Resimli Kamus-ı Osmani - boğaz ~ بوغاز maddesi. Sayfa: 213 - Sira: 5

1914 yılında basılmış, Resimli Kamus-ı Osmani, Ali Seydi ; boğaz maddesi. osmanlıcada boğaz ne demek, boğaz anlamı manası, boğaz osmanlıca nasıl yazılır. Osmanlıca sözlükte boğaz hakkında bilgi. Arapça boğaz ne demek. Arapça osmanlıca sözlük. Farsçada boğaz anlamı

Resimli Kamus-ı Osmani - بوغاز boğaz ne demek. osmanlıca yazılışı anlamı manası..

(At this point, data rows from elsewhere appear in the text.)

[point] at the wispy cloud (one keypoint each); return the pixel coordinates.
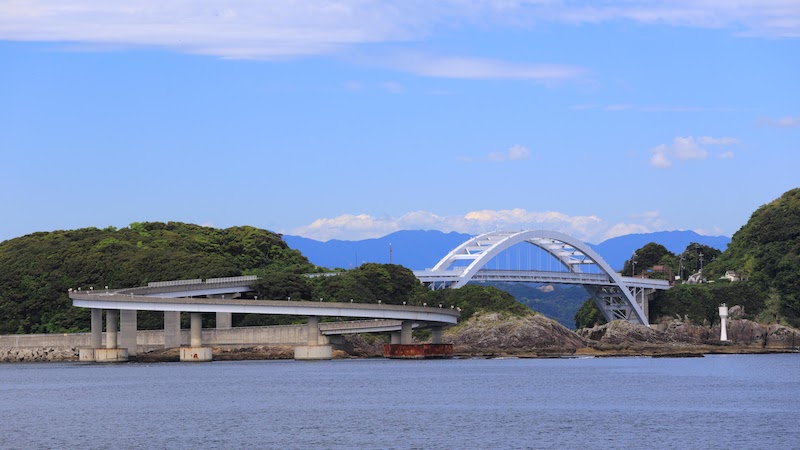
(483, 68)
(364, 226)
(652, 108)
(687, 149)
(783, 122)
(392, 87)
(285, 28)
(515, 153)
(644, 222)
(587, 228)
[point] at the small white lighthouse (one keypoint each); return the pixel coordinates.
(723, 318)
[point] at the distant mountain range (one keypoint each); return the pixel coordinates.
(421, 249)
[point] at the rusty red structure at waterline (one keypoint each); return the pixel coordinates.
(417, 351)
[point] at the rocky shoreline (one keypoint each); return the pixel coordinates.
(490, 335)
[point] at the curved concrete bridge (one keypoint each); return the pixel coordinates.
(217, 296)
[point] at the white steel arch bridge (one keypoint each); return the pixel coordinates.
(617, 296)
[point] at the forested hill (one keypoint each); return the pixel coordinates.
(37, 270)
(766, 251)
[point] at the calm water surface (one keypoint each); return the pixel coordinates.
(733, 401)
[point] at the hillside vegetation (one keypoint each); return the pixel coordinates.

boğaz ~ بوغاز güncel sözlüklerde anlamı:

Boğaz :::


  1. Boynun ön bölümü ve bu bölümü oluşturan organlar, imik
    Örnek: Ses, ciğerlerde biriken havanın boğaza çarpması demektir. Ö. Seyfettin

  2. Şişe, güğüm vb. kaplarda ağza yakın dar bölüm.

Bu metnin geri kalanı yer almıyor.